Un agriculture trait une vache au salon de l'agriculture à Paris, le 28 février 2013 [Kenzo Tribouillard / AFP/Archives] Un agriculture trait une vache au salon de l'agriculture à Paris, le 28 février 2013 [Kenzo Tribouillard / AFP/Archives]

Encore un paradoxe français: malgré une baisse de la production mondiale de lait et une demande en croissance exponentielle de produits lactés dans les pays émergents, producteurs et industriels français sont à la peine et voient les nouveaux marchés leur passer sous le nez.

La sécheresse qui a frappé ces derniers mois les grands concurrents internationaux, Nouvelle-Zélande et Etats-Unis en tête, a pourtant gravement affecté la production de lait et contracté l'offre mondiale.

La tendance se confirme même début 2013, selon les statistiques de l'Association de la transformation laitière française (Atla): production en baisse de 5% en Australie et en Russie, de 7% en Nouvelle-Zélande et de 11% en Argentine. Dans l'Union européenne, le recul est de 2,2%.

Pendant ce temps, en France, les producteurs de lait, une partie d'entre eux tout au moins, sont étranglés et n'arrivent pas à vendre leur production à des prix décents.

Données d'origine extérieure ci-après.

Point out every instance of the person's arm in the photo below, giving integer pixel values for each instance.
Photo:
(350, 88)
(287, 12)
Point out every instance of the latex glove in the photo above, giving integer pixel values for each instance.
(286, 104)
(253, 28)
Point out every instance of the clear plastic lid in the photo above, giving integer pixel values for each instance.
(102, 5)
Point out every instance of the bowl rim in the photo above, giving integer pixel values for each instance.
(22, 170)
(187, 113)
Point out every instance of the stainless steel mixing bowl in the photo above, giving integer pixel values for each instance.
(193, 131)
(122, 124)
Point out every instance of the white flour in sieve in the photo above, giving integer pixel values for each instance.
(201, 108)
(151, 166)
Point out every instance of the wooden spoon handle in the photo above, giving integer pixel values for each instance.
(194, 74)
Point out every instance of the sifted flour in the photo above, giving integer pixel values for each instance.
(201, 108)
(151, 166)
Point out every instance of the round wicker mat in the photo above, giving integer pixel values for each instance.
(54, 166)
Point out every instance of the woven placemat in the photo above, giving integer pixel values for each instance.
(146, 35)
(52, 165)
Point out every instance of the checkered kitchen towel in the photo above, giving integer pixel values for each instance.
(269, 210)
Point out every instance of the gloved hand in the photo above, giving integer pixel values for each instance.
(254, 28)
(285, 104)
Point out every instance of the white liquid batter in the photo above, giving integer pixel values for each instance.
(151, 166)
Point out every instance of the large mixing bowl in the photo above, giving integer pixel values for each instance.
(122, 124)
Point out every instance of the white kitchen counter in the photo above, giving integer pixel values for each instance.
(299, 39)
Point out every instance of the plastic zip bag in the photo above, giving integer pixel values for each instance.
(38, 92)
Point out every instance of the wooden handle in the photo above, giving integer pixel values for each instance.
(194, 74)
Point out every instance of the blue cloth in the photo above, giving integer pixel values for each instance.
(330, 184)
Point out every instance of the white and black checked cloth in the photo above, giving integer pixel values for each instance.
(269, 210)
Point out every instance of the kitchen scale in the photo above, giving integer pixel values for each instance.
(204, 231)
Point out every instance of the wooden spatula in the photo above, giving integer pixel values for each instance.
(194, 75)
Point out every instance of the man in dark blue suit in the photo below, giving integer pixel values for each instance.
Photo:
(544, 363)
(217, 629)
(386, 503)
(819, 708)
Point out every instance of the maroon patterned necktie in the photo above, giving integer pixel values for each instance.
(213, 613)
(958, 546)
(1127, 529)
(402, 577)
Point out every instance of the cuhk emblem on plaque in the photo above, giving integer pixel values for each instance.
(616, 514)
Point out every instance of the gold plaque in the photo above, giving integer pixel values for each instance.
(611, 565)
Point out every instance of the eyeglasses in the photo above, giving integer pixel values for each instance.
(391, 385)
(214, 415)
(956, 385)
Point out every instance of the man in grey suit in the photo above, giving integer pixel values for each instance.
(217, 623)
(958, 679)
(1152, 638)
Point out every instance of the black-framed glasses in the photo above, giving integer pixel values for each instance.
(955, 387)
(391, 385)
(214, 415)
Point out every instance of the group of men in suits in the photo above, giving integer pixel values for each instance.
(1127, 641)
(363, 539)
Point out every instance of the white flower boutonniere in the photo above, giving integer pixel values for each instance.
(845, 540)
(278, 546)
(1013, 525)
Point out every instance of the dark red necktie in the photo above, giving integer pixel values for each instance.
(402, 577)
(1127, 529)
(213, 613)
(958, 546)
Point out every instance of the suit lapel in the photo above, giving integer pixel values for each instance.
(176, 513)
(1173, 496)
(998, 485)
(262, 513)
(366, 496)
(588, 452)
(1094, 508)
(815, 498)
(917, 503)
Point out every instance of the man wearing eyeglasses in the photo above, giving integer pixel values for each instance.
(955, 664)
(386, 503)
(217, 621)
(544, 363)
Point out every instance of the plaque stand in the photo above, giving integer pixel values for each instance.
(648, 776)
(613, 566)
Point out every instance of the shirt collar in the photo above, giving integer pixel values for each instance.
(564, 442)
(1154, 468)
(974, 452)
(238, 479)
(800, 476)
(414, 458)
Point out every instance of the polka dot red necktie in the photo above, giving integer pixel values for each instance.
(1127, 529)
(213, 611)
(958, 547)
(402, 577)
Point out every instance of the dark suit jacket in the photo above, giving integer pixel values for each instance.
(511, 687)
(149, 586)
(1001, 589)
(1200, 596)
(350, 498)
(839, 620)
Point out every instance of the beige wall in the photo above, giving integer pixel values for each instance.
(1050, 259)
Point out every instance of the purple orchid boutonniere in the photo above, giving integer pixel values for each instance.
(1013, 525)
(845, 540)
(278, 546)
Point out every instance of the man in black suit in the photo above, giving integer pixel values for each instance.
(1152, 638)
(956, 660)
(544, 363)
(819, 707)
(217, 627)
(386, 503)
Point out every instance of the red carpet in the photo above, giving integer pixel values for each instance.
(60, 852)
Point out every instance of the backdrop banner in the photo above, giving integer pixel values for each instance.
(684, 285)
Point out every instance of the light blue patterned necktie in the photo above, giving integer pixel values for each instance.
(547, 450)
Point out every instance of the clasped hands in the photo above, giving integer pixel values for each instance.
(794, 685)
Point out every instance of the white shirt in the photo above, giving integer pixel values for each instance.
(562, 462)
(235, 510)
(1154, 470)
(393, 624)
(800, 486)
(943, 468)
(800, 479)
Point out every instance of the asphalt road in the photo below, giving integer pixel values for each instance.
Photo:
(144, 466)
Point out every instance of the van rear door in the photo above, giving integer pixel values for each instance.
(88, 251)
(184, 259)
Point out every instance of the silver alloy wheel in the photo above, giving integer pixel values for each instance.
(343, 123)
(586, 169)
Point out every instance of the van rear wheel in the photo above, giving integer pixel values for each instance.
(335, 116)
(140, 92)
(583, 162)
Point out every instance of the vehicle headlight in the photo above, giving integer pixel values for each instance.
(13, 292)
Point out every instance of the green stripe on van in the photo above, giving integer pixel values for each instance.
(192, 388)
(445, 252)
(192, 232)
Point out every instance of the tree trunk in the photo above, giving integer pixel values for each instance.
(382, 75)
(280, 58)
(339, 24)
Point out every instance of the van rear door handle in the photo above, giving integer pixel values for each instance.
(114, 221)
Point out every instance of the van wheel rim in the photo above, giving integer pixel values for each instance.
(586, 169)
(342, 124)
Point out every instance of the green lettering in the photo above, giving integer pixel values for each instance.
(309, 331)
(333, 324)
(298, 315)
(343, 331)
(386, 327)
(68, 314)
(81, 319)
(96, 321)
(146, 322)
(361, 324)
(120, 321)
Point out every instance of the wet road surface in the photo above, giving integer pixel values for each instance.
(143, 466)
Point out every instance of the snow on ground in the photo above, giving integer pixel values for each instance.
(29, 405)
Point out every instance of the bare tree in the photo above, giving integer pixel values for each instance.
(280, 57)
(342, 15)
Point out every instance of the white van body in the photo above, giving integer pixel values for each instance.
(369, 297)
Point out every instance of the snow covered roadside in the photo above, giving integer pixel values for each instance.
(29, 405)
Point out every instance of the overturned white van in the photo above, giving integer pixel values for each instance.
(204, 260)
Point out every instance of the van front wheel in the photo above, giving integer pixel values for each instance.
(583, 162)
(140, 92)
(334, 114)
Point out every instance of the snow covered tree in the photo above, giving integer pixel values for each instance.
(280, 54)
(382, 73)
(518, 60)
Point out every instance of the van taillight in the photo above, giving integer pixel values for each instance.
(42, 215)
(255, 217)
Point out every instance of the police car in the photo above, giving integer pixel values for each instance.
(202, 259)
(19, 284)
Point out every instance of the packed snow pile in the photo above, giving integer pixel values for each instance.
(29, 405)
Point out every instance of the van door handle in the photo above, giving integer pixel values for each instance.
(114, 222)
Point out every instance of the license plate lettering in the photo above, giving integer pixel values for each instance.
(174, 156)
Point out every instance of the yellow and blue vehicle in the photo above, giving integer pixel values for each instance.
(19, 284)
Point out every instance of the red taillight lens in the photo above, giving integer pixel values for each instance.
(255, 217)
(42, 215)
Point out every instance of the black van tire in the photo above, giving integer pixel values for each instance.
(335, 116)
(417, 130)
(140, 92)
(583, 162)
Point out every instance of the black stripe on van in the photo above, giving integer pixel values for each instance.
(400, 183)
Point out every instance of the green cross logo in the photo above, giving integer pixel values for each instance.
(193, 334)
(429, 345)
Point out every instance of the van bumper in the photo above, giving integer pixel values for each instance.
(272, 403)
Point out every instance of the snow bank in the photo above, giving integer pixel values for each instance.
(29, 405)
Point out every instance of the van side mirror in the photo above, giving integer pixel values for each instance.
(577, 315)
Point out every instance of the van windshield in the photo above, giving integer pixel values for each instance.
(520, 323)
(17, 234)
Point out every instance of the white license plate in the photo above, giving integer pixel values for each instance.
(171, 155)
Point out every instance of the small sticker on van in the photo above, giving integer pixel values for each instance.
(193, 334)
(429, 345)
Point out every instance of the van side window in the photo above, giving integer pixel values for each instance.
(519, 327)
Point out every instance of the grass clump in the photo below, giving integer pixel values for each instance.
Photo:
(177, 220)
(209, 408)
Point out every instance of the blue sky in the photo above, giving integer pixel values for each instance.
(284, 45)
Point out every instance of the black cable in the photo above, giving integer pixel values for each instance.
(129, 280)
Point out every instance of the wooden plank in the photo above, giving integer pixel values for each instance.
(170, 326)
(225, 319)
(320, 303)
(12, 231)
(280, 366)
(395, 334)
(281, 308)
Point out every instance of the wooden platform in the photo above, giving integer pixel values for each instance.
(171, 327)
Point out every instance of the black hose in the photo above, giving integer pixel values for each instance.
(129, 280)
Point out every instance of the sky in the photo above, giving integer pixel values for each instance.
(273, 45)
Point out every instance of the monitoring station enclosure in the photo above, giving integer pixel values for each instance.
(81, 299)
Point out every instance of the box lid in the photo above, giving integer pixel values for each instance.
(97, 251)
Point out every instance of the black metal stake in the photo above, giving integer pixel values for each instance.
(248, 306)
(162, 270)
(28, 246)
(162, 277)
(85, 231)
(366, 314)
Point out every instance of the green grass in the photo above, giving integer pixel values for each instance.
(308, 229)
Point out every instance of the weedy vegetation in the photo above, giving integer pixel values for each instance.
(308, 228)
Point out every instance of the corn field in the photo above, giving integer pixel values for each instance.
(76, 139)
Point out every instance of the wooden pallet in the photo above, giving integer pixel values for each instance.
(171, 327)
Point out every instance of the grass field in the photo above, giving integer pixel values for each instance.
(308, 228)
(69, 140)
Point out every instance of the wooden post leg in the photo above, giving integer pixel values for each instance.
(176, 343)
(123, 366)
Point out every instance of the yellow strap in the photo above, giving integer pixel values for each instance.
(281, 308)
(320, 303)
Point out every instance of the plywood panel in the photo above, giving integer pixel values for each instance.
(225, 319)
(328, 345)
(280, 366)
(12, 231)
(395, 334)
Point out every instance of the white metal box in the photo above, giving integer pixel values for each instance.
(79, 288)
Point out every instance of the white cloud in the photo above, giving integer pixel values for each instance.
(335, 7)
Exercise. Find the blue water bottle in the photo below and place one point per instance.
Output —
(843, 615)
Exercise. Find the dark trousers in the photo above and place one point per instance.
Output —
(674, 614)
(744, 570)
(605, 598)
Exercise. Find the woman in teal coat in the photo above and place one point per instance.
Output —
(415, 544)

Face à eux, les transformateurs, producteurs de yaourts et de fromages, peaufinent des plans de restructuration lourds de conséquences, avec un millier d'emplois menacés.

"La demande mondiale en produits laitiers augmente de 2 à 2,5% par an", essentiellement sur ces nouveaux marchés, relève pourtant Olivier Picot, le président de la Fédération des industries laitières (Fnil).

L'exportation représente un débouché important pour les producteurs puisqu'il absorbe 40% du lait français. Mais l'essentiel de leurs débouchés se situent dans l'Union européenne, où la demande s'effondre.

"Il y a 10 ans, la consommation des produits laitiers ultra-frais (à date de péremption courte) augmentait de 2 à 3% par an en volume; en 2012, elle a baissé de 2,5%", note Jehan Moreau, directeur de la Fnil.

"Pas de la haute couture"

Pire, pour l'ego national: à force de couver ses fameuses 365 variétés de fromage comme autant de trésors nationaux, la France se fait doubler sur le terrain des cheddars, mozzarellas, fetas ou fromages filants à pizza...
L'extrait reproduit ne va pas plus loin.